Тебе, как автору, будет трудно оценить, является ли твое начало достаточно интересным, потому что ты слишком хорошо знаешь свою первую сцену, и особенно то, что из нее должно вырасти. Но в этом тебе помогут следующие вопросы: удалось ли тебе на первой странице показать конфликт, который будет ядром повести? Сообщил ли ты читателю, что это будет повесть об опасности, тайне, предательстве и т. д.? Достаточно ли подробно показано место действия? Подходят ли, соответствуют ли описания теме книги и непосредственно ее первой сцене?

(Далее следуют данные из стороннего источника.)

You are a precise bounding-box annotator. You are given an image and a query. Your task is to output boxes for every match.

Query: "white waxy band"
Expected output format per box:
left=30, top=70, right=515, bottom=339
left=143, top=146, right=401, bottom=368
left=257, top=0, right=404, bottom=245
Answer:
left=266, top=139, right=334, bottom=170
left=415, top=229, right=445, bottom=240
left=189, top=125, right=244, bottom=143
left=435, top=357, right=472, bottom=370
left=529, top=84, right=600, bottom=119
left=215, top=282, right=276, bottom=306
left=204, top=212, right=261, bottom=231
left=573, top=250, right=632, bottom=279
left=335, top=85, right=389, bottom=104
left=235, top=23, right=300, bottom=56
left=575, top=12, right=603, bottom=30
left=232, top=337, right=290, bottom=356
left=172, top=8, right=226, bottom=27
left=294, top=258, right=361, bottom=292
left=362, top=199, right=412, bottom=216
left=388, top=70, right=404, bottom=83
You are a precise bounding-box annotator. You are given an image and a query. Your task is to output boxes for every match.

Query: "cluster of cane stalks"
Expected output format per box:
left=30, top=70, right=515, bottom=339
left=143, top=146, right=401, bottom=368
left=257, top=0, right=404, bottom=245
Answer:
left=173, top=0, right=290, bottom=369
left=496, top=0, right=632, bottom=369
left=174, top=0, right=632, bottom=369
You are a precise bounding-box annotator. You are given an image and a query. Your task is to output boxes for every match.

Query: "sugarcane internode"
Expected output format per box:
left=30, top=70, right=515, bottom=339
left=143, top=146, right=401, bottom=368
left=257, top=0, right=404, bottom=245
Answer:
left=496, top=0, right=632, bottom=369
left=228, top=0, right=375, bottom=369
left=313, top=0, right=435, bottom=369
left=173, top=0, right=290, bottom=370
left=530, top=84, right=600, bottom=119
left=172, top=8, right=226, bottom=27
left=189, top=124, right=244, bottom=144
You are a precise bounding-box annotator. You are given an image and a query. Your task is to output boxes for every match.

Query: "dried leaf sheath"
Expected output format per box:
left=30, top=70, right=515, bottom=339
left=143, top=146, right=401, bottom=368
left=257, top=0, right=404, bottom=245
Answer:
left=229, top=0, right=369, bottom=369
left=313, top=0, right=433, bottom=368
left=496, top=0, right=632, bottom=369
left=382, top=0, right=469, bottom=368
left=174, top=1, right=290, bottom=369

Если тебя удовлетворяет ответ, подумай, как выглядит твоя первая страница? Это непрерывная полоса текста? Два, три абзаца одинаковой величины? Это можно исправить, разделив страницу на неодинаковые абзацы. Прекрасным примером является короткая, блестящая первая фраза. Многие авторы делят текст на первой странице на небольшие абзацы, от одной до четырех строк — они считают, что обработанный таким образом текст проще читать.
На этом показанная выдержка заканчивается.